Tuesday, September 16, 2014

Regent's Park

When I arrived in London last month, I had a few days before starting my housesitting gig, and I took advantage of those days to wander around and play tourist. I was staying at a hostel in Camden Town, so it was a fairly short walk to get over to Regents Park, something I ended up doing every morning once I realized that the only coffee at the free breakfast buffet at the hostel was (shudder) instant, and after I found the Cow and Coffee Bean Café at the beginning of the Broad Walk, the long straight paved path that leads from the Avenue Gardens, full of benches and flowers and topiary, to the London Zoo. Unpaved paths curve away across the fields on either side, and the morning coffee drinkers and newspaper readers give way to afternoon frisbee-players and picnickers - if the weather's good. The second morning I sat on a bench underneath the trees, just out of reach of the misty drizzle, sipping my soy latté and watching damp joggers huff past.

Sunny mornings brought out the herds of little yappy dogs, Yorkshire terriers and chihuahuas and papillons, running around the ankles of their well-dressed chatting owners or darting into the walkway, causing bicyclists to swerve abruptly. Older men with older dogs watched silently from the benches, then ambled off under the trees. The park grounds were once owned by Barking Abbey, but when Henry VIII decided that he was going to be the Supreme Head of the Church of England, that abbey was shut down in 1539 and all of its lands taken over as Crown property, which they remain today. The Crown does a very nice job of keeping the park toilet facilities clean, by the way.

The park was designed by John Nash at the beginning of the 19th century; he also designed the Regency-era "terraces" around the edges of the park, the long curves of pillar-fronted joined row houses where the well-dressed dog owners live. Apparently there was supposed to be a summer house for the royal family built inside the park, but the project ran out of money before it could be started. The zoo was built at about the same time, though at first it was only open to scientists. The $40 entry fee to the zoo was a bit steep for me, even though I could have gone to visit Harry Potter's snaky friends (apparently that enclosure houses a black mamba, not a Burmese python, so future glass-dissolving spells should be avoided).

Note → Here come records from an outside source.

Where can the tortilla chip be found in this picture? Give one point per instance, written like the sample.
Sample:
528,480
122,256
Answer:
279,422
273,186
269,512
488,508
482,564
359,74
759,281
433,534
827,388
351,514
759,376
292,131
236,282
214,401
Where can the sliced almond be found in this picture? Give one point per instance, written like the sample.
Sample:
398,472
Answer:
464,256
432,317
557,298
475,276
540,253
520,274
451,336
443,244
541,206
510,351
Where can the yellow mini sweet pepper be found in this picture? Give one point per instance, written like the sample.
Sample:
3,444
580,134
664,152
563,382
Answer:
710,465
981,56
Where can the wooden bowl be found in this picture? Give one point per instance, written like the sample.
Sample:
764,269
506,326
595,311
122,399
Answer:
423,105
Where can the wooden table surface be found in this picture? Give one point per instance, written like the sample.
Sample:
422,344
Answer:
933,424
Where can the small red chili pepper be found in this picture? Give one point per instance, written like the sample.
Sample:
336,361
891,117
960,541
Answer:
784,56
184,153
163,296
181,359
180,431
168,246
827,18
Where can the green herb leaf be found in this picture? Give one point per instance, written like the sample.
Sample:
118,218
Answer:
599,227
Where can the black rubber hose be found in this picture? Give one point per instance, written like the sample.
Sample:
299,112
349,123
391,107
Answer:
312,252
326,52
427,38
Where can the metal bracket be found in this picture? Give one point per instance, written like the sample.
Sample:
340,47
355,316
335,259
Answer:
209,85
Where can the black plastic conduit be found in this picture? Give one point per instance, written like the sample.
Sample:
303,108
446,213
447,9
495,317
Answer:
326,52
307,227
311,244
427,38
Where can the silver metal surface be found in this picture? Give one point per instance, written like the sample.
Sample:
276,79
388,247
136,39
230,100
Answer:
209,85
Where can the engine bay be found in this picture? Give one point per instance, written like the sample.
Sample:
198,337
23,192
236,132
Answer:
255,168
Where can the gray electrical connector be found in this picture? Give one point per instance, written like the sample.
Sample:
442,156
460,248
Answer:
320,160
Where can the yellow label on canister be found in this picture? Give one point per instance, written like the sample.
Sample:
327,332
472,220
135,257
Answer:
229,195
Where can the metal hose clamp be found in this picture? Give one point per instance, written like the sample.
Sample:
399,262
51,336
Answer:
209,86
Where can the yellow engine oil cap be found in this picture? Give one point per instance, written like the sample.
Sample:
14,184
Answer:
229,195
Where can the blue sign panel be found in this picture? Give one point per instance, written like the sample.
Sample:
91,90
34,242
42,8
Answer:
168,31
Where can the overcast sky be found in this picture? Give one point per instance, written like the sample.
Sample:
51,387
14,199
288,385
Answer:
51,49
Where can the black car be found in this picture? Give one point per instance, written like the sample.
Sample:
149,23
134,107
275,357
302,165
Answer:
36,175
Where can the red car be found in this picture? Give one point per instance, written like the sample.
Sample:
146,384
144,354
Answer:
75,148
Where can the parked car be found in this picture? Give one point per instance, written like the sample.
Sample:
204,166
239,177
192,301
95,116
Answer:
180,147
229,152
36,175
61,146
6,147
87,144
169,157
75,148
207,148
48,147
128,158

In the Middle Ages, all of this area was part of the Forest of Middlesex, and Henry VIII hunted the boar and deer found there. However, after the English Civil Wars - which I was going to try to summarize but sheesh, the Wikipedia entries go on forever, much like the wars themselves, so you'll have to read it for yourself if you're not already up to date on the events of 1642-1651 - the woodlands were parceled out and sold for timber, and only a few small forested areas are left in North London now. While the forest was cut into pieces, the end of the Civil War also created the Commonwealth uniting England and Scotland; in two days we'll find out if the people of Scotland have decided that it's time to cut the ties again. Hadrian's Wall might once again mark the border between Caledonia and Britannia.

Remnants of a later Empire dot the park, including the Sir Cowasjee Jehangir Fountain (no longer with running water) that was built by a man whose family became wealthy under British occupation; he helped establish the opium trade in China and got the nickname "Readymoney" which became even more appropriate when he was put in charge of the Empire's income tax department in Bombay. On the plus side, he did spend a lot of his own money on charitable works, including this fountain, which was used both as a drinking fountain and a watering trough for cattle being led to the slaughterhouses, and horses that pulled the carts and trams which formed London's main public transit system up until the first World War.

The Metropolitan Drinking Fountain and Cattle Trough Association was in charge of this and other public fountains between 1859 and the 1930s, more or less. Though they're no longer building livestock troughs, you can still see them everywhere in London, now generally planted with flowers. The Association also focused on clean drinking water and worked with temperance organizations to build fountains to give people an alternative to drinking beer, which was generally safer than the water normally available. The early fountains weren't quite as hygienic as the Benson Bubblers, but the association later abandoned the tin-cup-on-a-chain format for the more sanitary jet fountain.

Although it's only a replica, the floating restaurant Feng Shang Princess is a popular place for Chinese food that recalls the Hong Kong harbor. If you pretend that the algae-covered pond of the Cumberland Basin is a wide stretch of salt water, that is. Theoretically this restaurant could float all the way back down Regent's Canal to the Thames, if the waterway below Camden Locks were opened up again. For now, only the ducks can paddle down that way, but as in Paris the canal paths are popular for walking and cycling. When I go back to London in December, I'll be on the south side of the Thames, and I plan to walk along the river when the weather's good. And I'll be near Kyd Brook, the upper (or lower, depending on how you look at it) section of what becomes the River Quaggy, which flows into the River Ravensbourne, which flows into Deptford Creek, which flows into the Thames. As you can see by the fact that the penultimate destination is called a "creek," the word "river" is used rather loosely. I would have to cross several major roads or scuttle through culverts to follow the route exactly, but in theory I could float from Sutcliffe Park to the Isle of Dogs, barking all the way.

I would be barking, to try such a thing, but it's fun to think about.